All patients had full passive extension. The mean flexion was 96° (median, 90°; range, 70°–110°) (Table 1).
The mean Musculoskeletal Tumor Society score was 82.1% (range, 46.7%–93.3%) and mean TESS score was 83.0% (range, 75.8%–90.5%) (Table 2).
Complications developed in six of the 10 patients. These included temporary peroneal nerve palsy in one patient, and permanent peroneal nerve palsy in another secondary to involvement of the peroneal nerve by the malignancy. Two patients had postoperative infections—one of which was a preoperative biopsy infection. Two patients also had quadriceps adhesions and underwent subsequent quadriceps releases (quadricepsplasty) to achieve flexion. In one of these patients, the prosthesis was too large resulting in a considerable overhang of the prosthetic condyles and it was at this point that the adhesion developed (Fig. 2). In the other patient, quadriceps adhesion developed after the patient refused to participate in physical therapy. After quadricepsplasty, both patients achieved a minimum of 100° flexion. A 10° extension lag remained after quadricepsplasty in the patient who declined physical therapy. The lag was exacerbated partly by her continued refusal to do physical therapy after quadricepsplasty, but her patella remains at the appropriate level relative to the trochlea.
Fig. 2.
A postoperative radiograph shows the size mismatch between the femoral condyles and the underlying femur resulting in overstuffing of the patella. Partial regrowth of the proximal tibia adjacent to the insertion of the patellar ligament can be seen.

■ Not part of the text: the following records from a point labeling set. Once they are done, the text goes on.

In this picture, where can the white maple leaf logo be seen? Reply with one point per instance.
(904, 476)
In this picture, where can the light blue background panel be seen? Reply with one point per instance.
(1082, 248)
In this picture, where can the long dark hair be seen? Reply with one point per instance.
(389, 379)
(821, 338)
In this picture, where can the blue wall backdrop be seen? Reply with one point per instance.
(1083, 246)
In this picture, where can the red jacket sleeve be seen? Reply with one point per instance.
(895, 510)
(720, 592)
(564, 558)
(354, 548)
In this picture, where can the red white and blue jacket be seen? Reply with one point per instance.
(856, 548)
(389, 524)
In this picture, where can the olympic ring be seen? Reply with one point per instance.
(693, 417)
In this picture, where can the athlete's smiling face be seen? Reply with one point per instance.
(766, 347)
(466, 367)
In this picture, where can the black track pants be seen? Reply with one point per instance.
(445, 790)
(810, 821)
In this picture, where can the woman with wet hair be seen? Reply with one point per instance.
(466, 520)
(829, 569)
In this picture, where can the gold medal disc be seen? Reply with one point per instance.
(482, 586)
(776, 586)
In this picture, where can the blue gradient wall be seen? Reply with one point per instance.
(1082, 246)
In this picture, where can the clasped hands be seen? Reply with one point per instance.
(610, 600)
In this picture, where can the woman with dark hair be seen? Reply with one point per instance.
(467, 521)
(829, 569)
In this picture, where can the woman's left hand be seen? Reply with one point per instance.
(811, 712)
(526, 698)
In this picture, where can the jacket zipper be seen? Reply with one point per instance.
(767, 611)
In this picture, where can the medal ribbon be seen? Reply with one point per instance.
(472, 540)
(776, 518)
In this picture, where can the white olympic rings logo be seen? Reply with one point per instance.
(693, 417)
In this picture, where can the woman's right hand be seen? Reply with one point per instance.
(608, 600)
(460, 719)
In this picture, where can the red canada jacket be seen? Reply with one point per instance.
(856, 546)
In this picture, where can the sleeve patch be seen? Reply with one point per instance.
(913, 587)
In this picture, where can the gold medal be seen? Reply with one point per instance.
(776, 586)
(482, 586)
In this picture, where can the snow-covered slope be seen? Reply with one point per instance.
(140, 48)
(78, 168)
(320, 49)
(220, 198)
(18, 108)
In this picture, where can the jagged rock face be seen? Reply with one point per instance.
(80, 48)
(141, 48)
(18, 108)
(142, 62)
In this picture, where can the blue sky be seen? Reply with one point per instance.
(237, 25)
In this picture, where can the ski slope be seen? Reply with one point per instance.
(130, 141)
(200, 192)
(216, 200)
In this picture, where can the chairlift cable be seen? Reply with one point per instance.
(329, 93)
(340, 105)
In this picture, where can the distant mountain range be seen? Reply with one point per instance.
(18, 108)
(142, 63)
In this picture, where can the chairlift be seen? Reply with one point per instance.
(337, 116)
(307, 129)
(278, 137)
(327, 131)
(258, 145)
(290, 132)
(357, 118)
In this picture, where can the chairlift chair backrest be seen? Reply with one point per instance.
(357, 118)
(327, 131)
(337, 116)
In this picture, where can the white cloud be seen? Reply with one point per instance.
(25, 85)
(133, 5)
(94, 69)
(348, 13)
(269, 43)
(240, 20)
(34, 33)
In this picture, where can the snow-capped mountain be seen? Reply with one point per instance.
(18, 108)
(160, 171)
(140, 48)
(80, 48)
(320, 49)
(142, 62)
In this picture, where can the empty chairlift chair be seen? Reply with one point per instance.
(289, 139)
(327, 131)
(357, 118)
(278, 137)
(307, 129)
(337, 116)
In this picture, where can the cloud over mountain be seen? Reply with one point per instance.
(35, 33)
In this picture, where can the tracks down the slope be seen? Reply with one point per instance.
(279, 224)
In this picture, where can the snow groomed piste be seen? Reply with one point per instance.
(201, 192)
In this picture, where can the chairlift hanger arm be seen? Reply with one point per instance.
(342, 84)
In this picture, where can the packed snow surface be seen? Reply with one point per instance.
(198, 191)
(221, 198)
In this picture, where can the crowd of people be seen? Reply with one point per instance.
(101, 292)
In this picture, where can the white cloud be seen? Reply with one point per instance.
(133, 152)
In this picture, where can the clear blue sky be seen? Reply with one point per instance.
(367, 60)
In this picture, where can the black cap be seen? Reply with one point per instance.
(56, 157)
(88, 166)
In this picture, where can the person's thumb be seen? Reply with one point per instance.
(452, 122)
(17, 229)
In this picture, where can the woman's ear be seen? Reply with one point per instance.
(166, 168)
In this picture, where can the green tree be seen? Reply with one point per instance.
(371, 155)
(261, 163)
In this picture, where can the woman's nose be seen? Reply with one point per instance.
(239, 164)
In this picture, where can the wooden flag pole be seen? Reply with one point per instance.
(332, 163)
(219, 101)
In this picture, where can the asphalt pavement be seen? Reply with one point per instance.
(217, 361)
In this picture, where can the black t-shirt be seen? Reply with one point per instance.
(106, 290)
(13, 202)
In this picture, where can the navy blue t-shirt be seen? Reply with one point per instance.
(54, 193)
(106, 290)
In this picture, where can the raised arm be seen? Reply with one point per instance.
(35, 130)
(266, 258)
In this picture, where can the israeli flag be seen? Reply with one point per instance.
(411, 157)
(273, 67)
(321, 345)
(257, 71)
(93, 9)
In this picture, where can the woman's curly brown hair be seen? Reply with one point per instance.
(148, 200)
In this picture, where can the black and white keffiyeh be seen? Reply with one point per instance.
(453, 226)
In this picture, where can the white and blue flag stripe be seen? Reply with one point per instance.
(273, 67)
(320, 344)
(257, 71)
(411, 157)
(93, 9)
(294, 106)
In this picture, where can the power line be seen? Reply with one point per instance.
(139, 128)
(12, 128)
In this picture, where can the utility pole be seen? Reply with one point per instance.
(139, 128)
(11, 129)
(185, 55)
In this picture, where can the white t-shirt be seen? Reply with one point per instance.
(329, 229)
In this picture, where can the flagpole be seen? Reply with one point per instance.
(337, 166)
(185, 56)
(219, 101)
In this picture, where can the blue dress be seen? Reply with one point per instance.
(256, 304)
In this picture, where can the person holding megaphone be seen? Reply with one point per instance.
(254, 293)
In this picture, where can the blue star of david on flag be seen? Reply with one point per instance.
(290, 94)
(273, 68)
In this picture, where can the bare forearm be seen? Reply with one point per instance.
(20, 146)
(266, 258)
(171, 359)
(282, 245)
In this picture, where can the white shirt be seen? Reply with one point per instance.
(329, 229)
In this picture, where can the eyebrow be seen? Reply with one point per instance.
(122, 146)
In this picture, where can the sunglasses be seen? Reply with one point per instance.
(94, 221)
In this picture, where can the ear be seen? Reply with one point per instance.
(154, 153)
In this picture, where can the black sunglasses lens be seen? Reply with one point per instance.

The cerclage wire broke in six patients (usually observed 3 months after the procedure), but was noticed only incidentally on reviewing the radiographs in five of the six patients. Breakage of the cerclage wire resulted in the patella returning to an appropriate level in relation to the trochlea in all but one patient. In one patient, wire breakage was associated with proximal migration of the attached tibial tuberosity and development of an extension lag (Fig. 3); this was the only patient who had the tibial tuberosity preserved. Subsequent to recognizing this complication we did not attempt to preserve the host tibial tuberosity. Rather, we directly attached the patellar ligament to the porous surface of the prosthetic tibial tuberosity. No additional proximal migrations of the patella have occurred in the seven patients since then.
Fig. 3.
Avulsion of the tibial tuberosity after breakage of the cerclage wire resulted in proximal migration.
Discussion
Reattachment of the quadriceps mechanism to maintain quadriceps function can be difficult. We report a new technique that does not require the use of flaps, allograft, or synthetic ligaments and compared the results with those of historical controls, which have used these modalities, to determine if comparable results were at least equivalent in terms of quadriceps function, patellar height, complication rate, and general function.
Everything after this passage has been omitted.